Et c’est précisément ce qui l’ait la beauté supérieure et le haut degré de l’épopée de la tragédie et du roman historique, que le lecteur soit forcé de ne s’y intéresser à lui-même qu’en se mêlant à l’humanité tout entière, qu’en se considérant au point de vue de l’histoire et sub specie humanitatis. Voilà le caractère de haute dignité de ces trois genres littéraires. C’est à l’homme agrandi qu’ils s’adressent, à l’individu confondant sa personnalité dans une collectivité qui vit et souffre et cherche son chemin depuis des siècles et dans laquelle il se plaît pour un temps à se sentir contenu et embrassé. Et c’est pour cela que l’épopée, la tragédie, le roman historique semblent toujours comme parler au lecteur de plus loin et de plus haut. Mais encore faut-il qu’ils lui parlent d’une humanité où il n’ait pas trop de peine à se sentir engagé, dont il n’ait pas trop de peine à se sentir partie intégrante.
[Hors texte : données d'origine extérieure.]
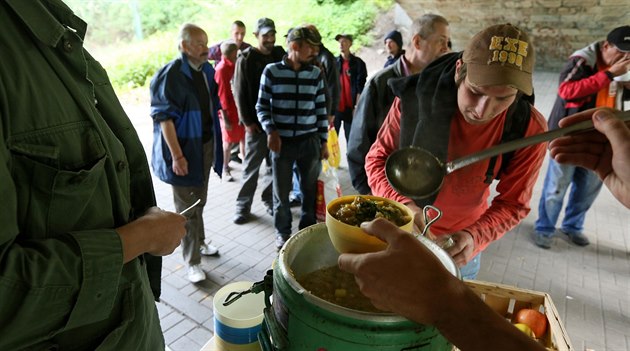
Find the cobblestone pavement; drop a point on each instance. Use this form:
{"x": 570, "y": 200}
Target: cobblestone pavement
{"x": 590, "y": 286}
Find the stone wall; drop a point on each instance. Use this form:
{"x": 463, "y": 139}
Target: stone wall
{"x": 557, "y": 27}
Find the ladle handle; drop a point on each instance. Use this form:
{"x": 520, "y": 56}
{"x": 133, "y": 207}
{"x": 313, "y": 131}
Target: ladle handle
{"x": 524, "y": 142}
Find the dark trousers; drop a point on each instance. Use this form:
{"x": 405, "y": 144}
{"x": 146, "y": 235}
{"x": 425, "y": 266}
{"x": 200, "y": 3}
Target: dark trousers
{"x": 184, "y": 196}
{"x": 256, "y": 151}
{"x": 305, "y": 154}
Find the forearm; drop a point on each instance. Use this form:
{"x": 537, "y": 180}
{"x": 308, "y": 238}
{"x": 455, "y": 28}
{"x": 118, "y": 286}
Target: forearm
{"x": 579, "y": 89}
{"x": 170, "y": 136}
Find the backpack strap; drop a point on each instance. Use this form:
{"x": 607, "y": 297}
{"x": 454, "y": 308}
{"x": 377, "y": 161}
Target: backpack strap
{"x": 516, "y": 123}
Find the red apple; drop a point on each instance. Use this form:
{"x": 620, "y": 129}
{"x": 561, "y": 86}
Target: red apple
{"x": 535, "y": 320}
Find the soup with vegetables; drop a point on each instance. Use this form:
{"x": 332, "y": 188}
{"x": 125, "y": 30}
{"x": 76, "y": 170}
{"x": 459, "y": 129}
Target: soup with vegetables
{"x": 364, "y": 210}
{"x": 338, "y": 287}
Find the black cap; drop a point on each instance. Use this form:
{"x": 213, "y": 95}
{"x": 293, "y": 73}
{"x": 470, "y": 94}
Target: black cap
{"x": 265, "y": 25}
{"x": 344, "y": 36}
{"x": 303, "y": 33}
{"x": 620, "y": 38}
{"x": 395, "y": 36}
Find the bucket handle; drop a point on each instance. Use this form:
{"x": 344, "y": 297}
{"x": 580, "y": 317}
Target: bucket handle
{"x": 265, "y": 285}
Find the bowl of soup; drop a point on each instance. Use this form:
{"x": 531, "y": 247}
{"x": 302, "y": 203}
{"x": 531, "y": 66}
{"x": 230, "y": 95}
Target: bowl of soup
{"x": 345, "y": 214}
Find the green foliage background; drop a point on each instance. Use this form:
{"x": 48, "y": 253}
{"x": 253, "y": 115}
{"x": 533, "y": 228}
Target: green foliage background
{"x": 131, "y": 53}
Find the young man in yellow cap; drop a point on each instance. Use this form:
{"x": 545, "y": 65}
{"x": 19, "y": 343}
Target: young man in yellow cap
{"x": 460, "y": 104}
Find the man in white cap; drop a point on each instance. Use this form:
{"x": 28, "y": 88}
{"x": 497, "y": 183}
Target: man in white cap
{"x": 249, "y": 66}
{"x": 589, "y": 79}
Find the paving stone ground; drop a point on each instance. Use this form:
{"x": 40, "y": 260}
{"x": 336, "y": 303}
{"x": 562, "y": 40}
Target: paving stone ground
{"x": 590, "y": 286}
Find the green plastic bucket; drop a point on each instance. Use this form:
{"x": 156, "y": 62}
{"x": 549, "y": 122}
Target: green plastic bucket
{"x": 299, "y": 320}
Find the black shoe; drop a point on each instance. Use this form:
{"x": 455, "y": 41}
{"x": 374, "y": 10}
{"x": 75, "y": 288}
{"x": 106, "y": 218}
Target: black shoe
{"x": 543, "y": 241}
{"x": 280, "y": 240}
{"x": 578, "y": 238}
{"x": 295, "y": 202}
{"x": 241, "y": 218}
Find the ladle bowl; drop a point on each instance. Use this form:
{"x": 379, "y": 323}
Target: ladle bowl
{"x": 416, "y": 173}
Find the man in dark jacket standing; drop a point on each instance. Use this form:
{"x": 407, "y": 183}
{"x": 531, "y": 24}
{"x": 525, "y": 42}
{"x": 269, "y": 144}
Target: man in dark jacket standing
{"x": 249, "y": 67}
{"x": 352, "y": 77}
{"x": 587, "y": 81}
{"x": 429, "y": 41}
{"x": 187, "y": 137}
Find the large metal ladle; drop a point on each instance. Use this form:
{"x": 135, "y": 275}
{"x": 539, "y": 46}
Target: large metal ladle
{"x": 416, "y": 173}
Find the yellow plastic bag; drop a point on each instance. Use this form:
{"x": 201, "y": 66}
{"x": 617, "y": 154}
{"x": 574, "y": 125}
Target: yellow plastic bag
{"x": 328, "y": 188}
{"x": 334, "y": 154}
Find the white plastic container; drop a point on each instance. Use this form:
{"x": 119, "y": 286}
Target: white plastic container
{"x": 236, "y": 326}
{"x": 623, "y": 78}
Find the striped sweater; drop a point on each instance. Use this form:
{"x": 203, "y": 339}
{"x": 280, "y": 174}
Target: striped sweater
{"x": 292, "y": 102}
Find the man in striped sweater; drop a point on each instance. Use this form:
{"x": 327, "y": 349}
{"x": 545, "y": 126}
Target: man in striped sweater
{"x": 292, "y": 110}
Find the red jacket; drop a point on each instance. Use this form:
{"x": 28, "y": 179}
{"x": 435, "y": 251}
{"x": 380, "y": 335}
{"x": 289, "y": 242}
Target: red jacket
{"x": 464, "y": 196}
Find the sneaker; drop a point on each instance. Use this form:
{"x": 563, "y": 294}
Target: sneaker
{"x": 269, "y": 209}
{"x": 228, "y": 175}
{"x": 196, "y": 274}
{"x": 578, "y": 238}
{"x": 543, "y": 241}
{"x": 280, "y": 240}
{"x": 241, "y": 218}
{"x": 208, "y": 250}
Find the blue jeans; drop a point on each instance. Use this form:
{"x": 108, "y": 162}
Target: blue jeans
{"x": 471, "y": 269}
{"x": 584, "y": 190}
{"x": 346, "y": 118}
{"x": 305, "y": 154}
{"x": 296, "y": 193}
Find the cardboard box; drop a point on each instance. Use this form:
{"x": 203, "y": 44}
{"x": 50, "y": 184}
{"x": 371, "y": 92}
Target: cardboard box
{"x": 507, "y": 300}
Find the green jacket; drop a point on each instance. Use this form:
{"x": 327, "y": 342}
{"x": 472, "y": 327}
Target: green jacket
{"x": 71, "y": 169}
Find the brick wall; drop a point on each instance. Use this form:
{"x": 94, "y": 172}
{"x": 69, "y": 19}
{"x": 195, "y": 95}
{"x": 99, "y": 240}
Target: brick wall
{"x": 557, "y": 27}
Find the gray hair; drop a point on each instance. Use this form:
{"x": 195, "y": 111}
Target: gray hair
{"x": 425, "y": 25}
{"x": 228, "y": 47}
{"x": 186, "y": 32}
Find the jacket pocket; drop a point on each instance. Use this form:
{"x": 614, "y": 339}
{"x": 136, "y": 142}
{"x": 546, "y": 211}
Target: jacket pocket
{"x": 43, "y": 310}
{"x": 61, "y": 181}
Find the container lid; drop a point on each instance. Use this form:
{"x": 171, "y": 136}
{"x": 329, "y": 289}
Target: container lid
{"x": 245, "y": 312}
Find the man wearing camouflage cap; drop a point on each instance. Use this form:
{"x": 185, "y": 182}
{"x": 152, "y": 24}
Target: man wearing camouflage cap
{"x": 460, "y": 104}
{"x": 292, "y": 110}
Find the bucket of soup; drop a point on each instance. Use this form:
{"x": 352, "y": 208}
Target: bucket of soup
{"x": 301, "y": 320}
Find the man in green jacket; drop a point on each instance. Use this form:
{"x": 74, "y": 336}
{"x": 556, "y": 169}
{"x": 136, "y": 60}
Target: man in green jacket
{"x": 78, "y": 209}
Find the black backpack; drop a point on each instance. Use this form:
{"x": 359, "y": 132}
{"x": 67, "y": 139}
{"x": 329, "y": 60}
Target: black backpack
{"x": 515, "y": 127}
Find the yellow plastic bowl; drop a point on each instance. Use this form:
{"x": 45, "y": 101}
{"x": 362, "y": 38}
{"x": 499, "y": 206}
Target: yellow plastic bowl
{"x": 347, "y": 238}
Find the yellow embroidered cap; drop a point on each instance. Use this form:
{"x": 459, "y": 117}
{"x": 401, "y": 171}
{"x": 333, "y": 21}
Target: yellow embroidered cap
{"x": 501, "y": 55}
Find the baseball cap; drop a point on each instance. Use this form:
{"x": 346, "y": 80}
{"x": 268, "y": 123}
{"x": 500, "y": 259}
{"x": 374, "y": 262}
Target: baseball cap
{"x": 395, "y": 36}
{"x": 501, "y": 55}
{"x": 345, "y": 36}
{"x": 303, "y": 33}
{"x": 265, "y": 25}
{"x": 620, "y": 38}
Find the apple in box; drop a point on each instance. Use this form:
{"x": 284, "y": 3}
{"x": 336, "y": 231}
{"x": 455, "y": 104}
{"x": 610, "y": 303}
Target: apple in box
{"x": 534, "y": 319}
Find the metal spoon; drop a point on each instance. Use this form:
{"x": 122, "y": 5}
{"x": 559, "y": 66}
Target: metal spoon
{"x": 416, "y": 173}
{"x": 190, "y": 207}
Aussi le roman historique rapportant l’histoire de peuples inconnus ou de peuples qui paraissent, — je dis paraissent, — en dehors du grand chemin de la civilisation, n’intéressera point. Quelle prise veut-on qu’il ait sur nous ? Que nous importent les grands crimes ou les grandes actions d’un prince de Mongolie ou de l’ancien Pérou ? Sans doute, ils devraient nous intéresser. « Homo sum, humani… » Mais ceci est un peu trop philosophique pour le commun des lecteurs. Inconsciemment, curiosité d’érudition mise à part, il ne s’intéresse, pour les raisons que j’ai dites plus haut, qu’à l’histoire dont en définitive il est, lui, avec les hommes de son temps, le dernier aboutissement et qu’aux événemens qui ont eu leur influence sur cette histoire et qu’aux hommes qui ont eu leur influence sur ces événemens.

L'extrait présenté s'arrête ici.